The White House also said Biden was signing an executive order to prohibit "new investment in Russia by U.S. persons wherever located, which will further isolate Russia from the global economy." This will include a ban on venture capital and mergers, officials said.

'SOVIET-STYLE LIVING STANDARDS'

By cutting off Russia's largest banks, the United States is "dramatically escalating" the financial shock on Russia, a senior administration official told reporters.

"The reality is the country is descending into economic and financial and technological isolation," the official said. "And at this rate, it will go back to Soviet-style living standards from the 1980s."

White House Economic Council Director Brian Deese said that, according to estimates, the Russian economy will contract by 10% to 15% in 2022 and that inflation in Russia is running at 200%.

Daniel Fried, a former State Department coordinator for sanctions policy in the Obama administration, said the latest package "basically makes Sberbank untouchable." But he added: "What is missing is what are we going to do on oil and gas," Russia's most lucrative exports.

In the latest in a series of law enforcement actions against Russia, the U.S. Justice Department on Wednesday charged Russian oligarch Konstantin Malofeyev with violating sanctions imposed on Moscow after its invasion of Ukraine, saying he provided financing for Russians promoting separatism in Crimea.

Attorney General Merrick Garland said authorities had also disrupted a type of global malicious computer network known as a "botnet" controlled by a Russian military intelligence agency.

In addition, Garland announced the department is cooperating with prosecutors in Europe to start collecting evidence of possible war crimes committed by Russia in Ukraine.

Seeking to further ratchet up pressure on Putin, the United States is also imposing full blocking sanctions on what the White House called "critical major Russian state-owned enterprises," which it said would damage the Kremlin's ability to fund its war effort.
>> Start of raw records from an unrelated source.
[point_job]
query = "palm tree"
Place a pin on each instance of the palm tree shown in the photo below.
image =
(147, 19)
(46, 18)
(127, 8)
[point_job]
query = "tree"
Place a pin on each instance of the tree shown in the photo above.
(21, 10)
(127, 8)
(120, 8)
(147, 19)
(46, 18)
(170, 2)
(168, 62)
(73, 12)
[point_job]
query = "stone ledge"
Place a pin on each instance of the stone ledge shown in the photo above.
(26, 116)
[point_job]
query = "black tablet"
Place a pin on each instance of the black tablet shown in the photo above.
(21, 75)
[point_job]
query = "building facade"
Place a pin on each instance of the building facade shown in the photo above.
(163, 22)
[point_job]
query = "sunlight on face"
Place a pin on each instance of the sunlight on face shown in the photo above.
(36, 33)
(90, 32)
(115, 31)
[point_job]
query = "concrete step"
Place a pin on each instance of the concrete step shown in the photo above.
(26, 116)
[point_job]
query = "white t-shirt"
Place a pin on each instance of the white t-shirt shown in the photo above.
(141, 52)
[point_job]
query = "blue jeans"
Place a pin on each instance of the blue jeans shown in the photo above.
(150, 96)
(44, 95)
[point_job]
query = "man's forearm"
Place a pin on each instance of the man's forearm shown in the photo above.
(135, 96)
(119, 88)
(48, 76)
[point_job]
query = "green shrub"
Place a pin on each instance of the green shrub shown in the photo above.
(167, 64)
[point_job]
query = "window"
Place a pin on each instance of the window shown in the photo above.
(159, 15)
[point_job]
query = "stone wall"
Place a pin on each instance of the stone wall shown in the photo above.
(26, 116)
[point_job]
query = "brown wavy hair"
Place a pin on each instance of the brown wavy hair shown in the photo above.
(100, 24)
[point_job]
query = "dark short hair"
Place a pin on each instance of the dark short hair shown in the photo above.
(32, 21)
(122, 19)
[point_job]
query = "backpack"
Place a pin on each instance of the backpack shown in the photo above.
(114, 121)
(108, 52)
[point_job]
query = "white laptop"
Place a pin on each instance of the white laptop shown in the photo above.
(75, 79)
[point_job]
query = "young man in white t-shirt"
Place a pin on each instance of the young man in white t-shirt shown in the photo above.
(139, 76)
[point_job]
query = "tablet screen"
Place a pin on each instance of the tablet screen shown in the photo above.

Those entities included United Aircraft and United Shipbuilding, Deese said.

Among those sanctioned on Wednesday were Dmitry Medvedev, a former Russian president and former prime minister and one of Putin's closest allies. Others included Russian Prime Minister Mikhail Mishustin and Justice Minister Konstantin Chuychenko.

Medvedev said earlier on Wednesday, in a post on the Telegram social media network, that Moscow will fight attempts to seize Russian property abroad in courts around the world.

The U.S. government took action amid mounting accusations of war crimes by Russia in Ukraine.

Grim images emerging from Bucha include a mass grave and bodies of people shot at close range, prompting calls for tougher action against Moscow and an international investigation.

US Secretary of State Antony Blinken on Tuesday said the killings were part of a deliberate Russian campaign to commit atrocities.

Neither Blinken nor Russia provided evidence to support the assertions.

A senior French official said the European Union would also likely impose new sanctions on Wednesday.